Smishing is a particular cybersecurity concern in Africa, the continent that does the most mobile banking in the world. There are many opportunities in a given day for an individual to lose money because transferring funds electronically is so commonplace. Within Sub-Saharan Africa, smishing is concentrated especially in Tanzania and Kenya, where the virtual banking service M-Pesa has a strong presence. The program allows users to send money with cell phones, and part of the transaction process involves both sender and recipient getting a confirmation notice via SMS.

“The traffic, per day, is insane,” CMU-Africa Assistant Teaching Professor Jema Ndibwile says of the mobile money transfers happening in those two countries. “The higher the prevalence, the higher the risk, and the more people who are vulnerable to smishing.”
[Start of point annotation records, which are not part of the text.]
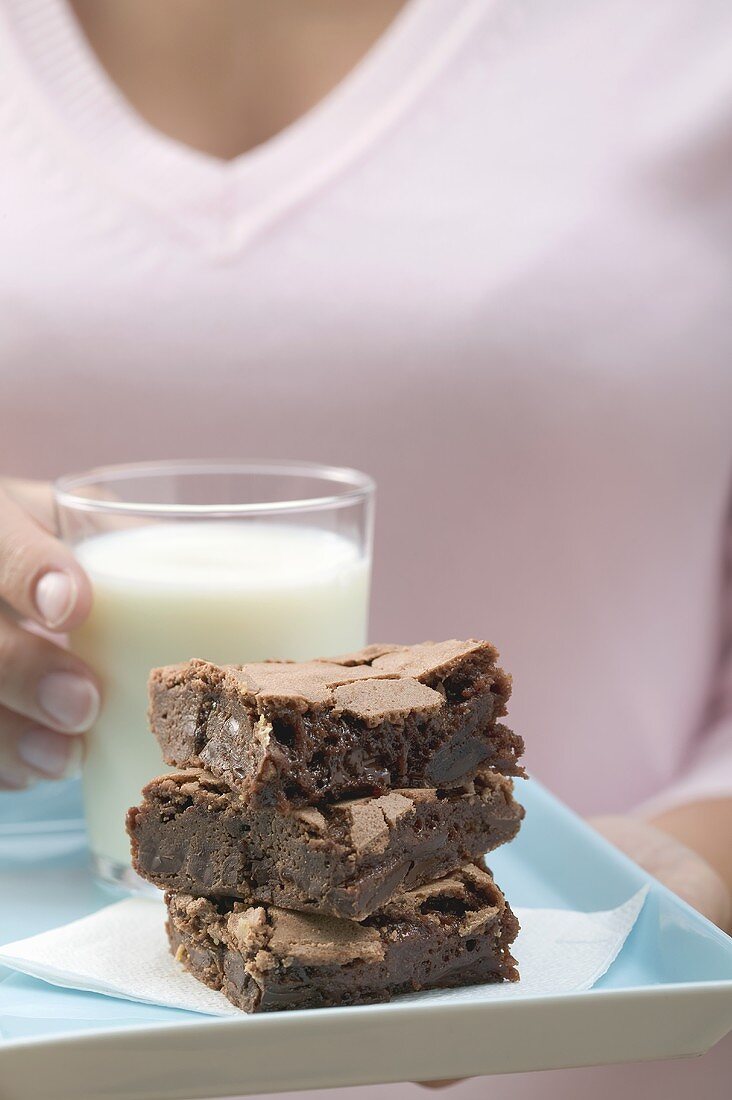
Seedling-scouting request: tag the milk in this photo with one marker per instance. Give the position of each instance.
(228, 591)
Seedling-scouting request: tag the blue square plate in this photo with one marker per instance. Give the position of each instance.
(667, 994)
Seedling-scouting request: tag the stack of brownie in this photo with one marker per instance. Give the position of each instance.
(321, 840)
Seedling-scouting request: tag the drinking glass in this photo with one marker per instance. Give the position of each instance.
(227, 561)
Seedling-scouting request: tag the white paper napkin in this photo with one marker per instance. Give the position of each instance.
(121, 950)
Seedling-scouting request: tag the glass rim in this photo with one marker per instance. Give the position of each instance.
(357, 486)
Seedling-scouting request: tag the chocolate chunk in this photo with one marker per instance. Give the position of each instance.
(196, 835)
(293, 734)
(456, 932)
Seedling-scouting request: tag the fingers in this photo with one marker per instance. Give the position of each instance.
(39, 575)
(29, 752)
(44, 683)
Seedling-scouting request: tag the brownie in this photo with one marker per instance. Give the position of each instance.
(296, 734)
(455, 932)
(195, 835)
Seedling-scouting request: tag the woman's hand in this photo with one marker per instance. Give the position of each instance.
(679, 867)
(47, 696)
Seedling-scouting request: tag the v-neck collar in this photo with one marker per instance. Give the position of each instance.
(222, 204)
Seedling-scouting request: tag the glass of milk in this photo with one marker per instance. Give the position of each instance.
(227, 561)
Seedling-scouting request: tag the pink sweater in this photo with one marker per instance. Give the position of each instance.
(492, 268)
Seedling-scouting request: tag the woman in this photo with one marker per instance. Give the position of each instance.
(479, 249)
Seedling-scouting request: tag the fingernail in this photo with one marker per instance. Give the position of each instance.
(10, 781)
(72, 701)
(55, 595)
(54, 755)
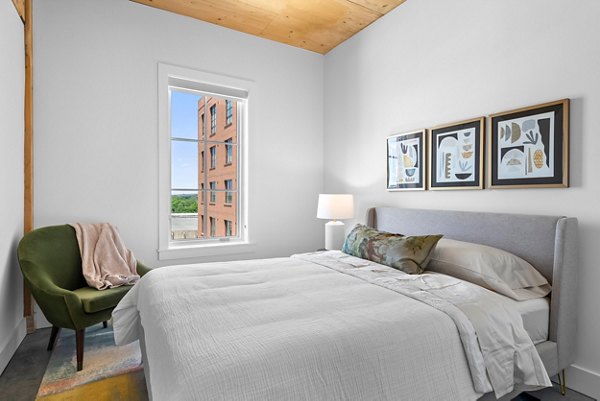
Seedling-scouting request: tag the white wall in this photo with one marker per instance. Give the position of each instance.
(430, 62)
(96, 146)
(12, 80)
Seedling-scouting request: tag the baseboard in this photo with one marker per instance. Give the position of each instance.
(584, 381)
(9, 349)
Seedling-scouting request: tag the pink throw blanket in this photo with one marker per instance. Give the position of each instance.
(105, 260)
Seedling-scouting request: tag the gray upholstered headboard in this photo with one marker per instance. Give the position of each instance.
(549, 243)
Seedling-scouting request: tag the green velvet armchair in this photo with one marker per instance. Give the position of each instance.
(51, 264)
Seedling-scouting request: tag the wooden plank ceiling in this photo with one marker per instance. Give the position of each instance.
(316, 25)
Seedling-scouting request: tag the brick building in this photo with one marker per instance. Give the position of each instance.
(217, 178)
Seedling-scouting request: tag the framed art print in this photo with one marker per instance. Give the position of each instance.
(456, 155)
(406, 161)
(529, 147)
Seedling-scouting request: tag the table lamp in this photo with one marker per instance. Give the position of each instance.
(335, 207)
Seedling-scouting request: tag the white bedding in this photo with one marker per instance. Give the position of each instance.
(289, 329)
(536, 317)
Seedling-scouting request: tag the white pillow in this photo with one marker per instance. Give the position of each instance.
(489, 267)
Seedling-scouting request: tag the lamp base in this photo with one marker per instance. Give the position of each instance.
(334, 235)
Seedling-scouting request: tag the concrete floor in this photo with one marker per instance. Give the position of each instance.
(22, 377)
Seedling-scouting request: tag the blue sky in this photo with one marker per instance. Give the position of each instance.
(184, 155)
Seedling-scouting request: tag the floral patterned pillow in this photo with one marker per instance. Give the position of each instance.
(410, 254)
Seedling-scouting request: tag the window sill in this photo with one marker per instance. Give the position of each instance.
(216, 248)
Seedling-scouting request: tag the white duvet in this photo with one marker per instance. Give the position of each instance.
(322, 327)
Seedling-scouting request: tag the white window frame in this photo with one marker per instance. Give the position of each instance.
(184, 79)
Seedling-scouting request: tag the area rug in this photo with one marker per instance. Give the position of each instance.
(109, 372)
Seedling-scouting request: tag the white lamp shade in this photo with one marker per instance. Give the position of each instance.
(335, 206)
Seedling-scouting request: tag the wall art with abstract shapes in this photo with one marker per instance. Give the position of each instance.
(456, 155)
(529, 147)
(406, 161)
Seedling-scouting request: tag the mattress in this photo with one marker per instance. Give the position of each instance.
(536, 317)
(291, 329)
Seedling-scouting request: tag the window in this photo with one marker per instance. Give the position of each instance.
(228, 152)
(191, 222)
(213, 226)
(213, 119)
(228, 193)
(213, 193)
(213, 157)
(228, 112)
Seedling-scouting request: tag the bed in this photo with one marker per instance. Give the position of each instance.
(312, 327)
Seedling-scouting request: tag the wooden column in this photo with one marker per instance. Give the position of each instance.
(28, 149)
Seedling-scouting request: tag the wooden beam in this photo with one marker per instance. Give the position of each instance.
(20, 6)
(28, 151)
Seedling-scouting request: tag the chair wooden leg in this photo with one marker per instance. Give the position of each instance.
(562, 382)
(80, 335)
(53, 335)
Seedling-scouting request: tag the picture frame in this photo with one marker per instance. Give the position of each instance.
(456, 154)
(406, 164)
(529, 147)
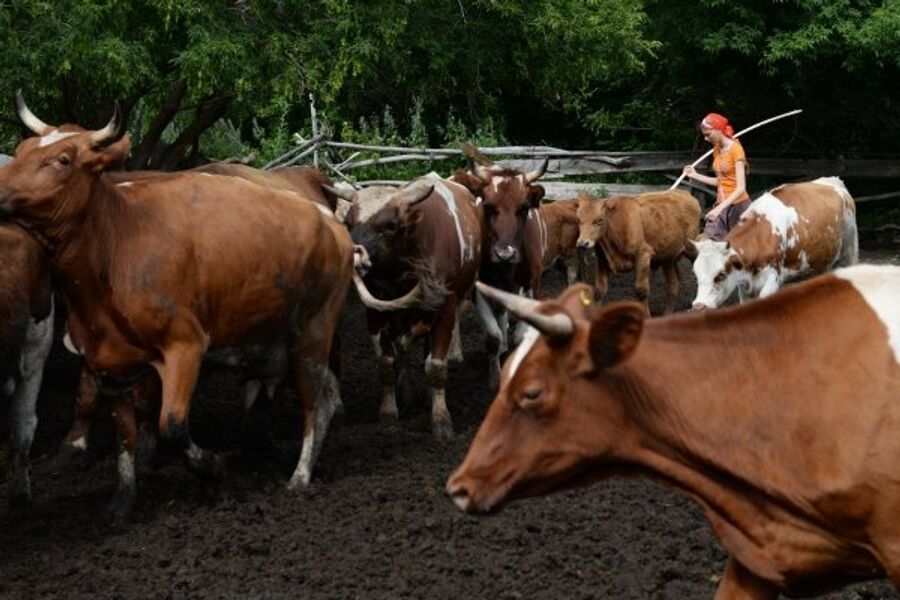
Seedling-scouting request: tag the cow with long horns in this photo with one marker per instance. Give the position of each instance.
(422, 245)
(512, 256)
(794, 465)
(156, 271)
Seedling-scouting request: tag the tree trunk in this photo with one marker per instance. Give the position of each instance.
(208, 113)
(140, 156)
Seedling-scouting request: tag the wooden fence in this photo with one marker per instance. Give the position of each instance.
(569, 163)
Despite projections that mobile money transactions in Sub-Saharan Africa will top $3 billion by the end of 2022, there are few robust resources available in Swahili that would monitor for smishing activity. Several models to prevent attacks exist in high-resource languages like English and Chinese, but not in the most common language of the most active mobile banking region. Ndibwile and his fellow researchers, Iddi S. Mambina and Kisangiri F. Michael, both of the Nelson Mandela Institute of Science and Technology, created a machine-learning based hybrid model that classifies Swahili smishing text messages targeting mobile money users. Their research was recently published in IEEE Access. The algorithm’s purpose is to determine which messages targeting mobile money users are legitimate and which are smishing, and it boasts an accuracy rating of over 99 percent. The model was tested using over 30,000 SMS samples provided by college students.

Smishing leaves anyone with a mobile phone vulnerable, but Ndibwile thinks it falls squarely on the shoulders of mobile network operators (MNOs) to be proactive with security measures, rather than users themselves. MNOs are in the best position to implement resources to detect and block suspicious content from circulation.

“A user should be protected,” Ndibwile says. “You don’t tell a user, ‘Hey, pay attention when SMS reads like this.’ You need to prevent those kinds of attacks.”

While Ndibwile and his peers focused on creating a machine-learning based model in Swahili, this is a foundational research advancement. The hybrid model could be used as a plug-in format to create systems in other low-resource languages like Kinyarwanda. This single design has the potential to provide cybersecurity reinforcement in languages that are often forgotten.